非常の際は誰が使っても許されるもの。平等に命を守るために使えるもの。

様々な公共施設等に設置が義務付けられ、有事の際に生命の安全を確保するためにそこから脱出できる出口だ。

 私が、ここで言う、非常とは劇場で停電したとか、終電を逃したという類の非常ではない。

 天変地異の類の自信の生命の危機である。

 

 自身の生死の関係する場面においては、命の大切さや思いやり、モラルなどの綺麗事より、恐らく誰もが我が身大事という状況になる刹那が存在する。

 己が内の人間性のバランスが、その刹那での生死を分けるかもしれない。


 例えば、慈悲を持って1人に非常口への行く手を譲ったとする。悪く言えばヒーロー然としするその行為。しかし、その行為のために自分の足元で地が割れ、非常時に譲った他人が生き残り自分が死んだとする。果たしてその結果は、そんな非常時に他人に譲るからだという自業自得論か、それでも助けた人物の死の直前の心が救われたとする精神聖者論か。

 

 さらに、ここで私が主張したい刹那。

 誰でも利用できる非常口は、そこに貧富の格差による利権の絡んだ順序が発生してしまう時があるということだ。

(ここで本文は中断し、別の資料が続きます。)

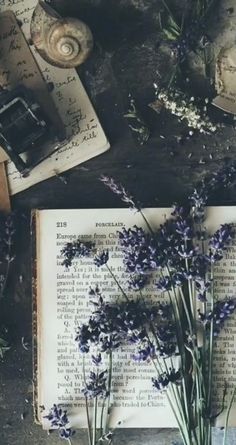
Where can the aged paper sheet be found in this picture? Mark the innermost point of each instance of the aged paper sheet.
(85, 135)
(226, 80)
(63, 302)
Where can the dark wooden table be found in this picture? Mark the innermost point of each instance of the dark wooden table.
(163, 171)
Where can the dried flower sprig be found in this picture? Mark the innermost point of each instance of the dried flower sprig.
(136, 122)
(119, 190)
(59, 420)
(176, 338)
(185, 108)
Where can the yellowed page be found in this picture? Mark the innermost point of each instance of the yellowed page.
(226, 80)
(63, 305)
(224, 367)
(86, 138)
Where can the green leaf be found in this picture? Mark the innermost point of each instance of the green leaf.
(172, 23)
(169, 34)
(3, 347)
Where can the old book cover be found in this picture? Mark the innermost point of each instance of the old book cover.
(85, 136)
(61, 304)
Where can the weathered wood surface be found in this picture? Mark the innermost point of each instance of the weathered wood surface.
(159, 173)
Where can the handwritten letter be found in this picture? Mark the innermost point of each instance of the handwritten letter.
(85, 137)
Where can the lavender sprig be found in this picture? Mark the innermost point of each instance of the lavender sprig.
(222, 310)
(164, 379)
(59, 420)
(119, 190)
(77, 249)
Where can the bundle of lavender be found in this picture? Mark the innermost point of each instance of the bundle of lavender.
(177, 336)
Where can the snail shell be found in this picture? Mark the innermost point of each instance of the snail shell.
(65, 43)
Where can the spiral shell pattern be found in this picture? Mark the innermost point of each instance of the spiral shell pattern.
(68, 43)
(62, 42)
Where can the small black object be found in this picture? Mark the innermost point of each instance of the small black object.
(24, 127)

「2012」という映画でも利権の上下のみで繰り広げられる醜い生存競争が描かれる。有力者や金にものを言わせた利己主義な者が下々を蔑んだ目で見下しながら、金や地位を利用して平等であるはずの非常口から我先にと脱出する。


 有史以来、人類は同種の中で優劣と上下、身分を付けてきた。1等席、2等席、3等や奴隷、使用人、下僕などという関係性を作ってきた人類は、非常口を前にしてもなお不平等だ。




「正義は勝つ」という真髄。それぞれの立場によって正義は変わるということ。







 剝き出しの人間性と人情と慈悲、自己保身。


 





 非常口の前で勝るのはどちらか。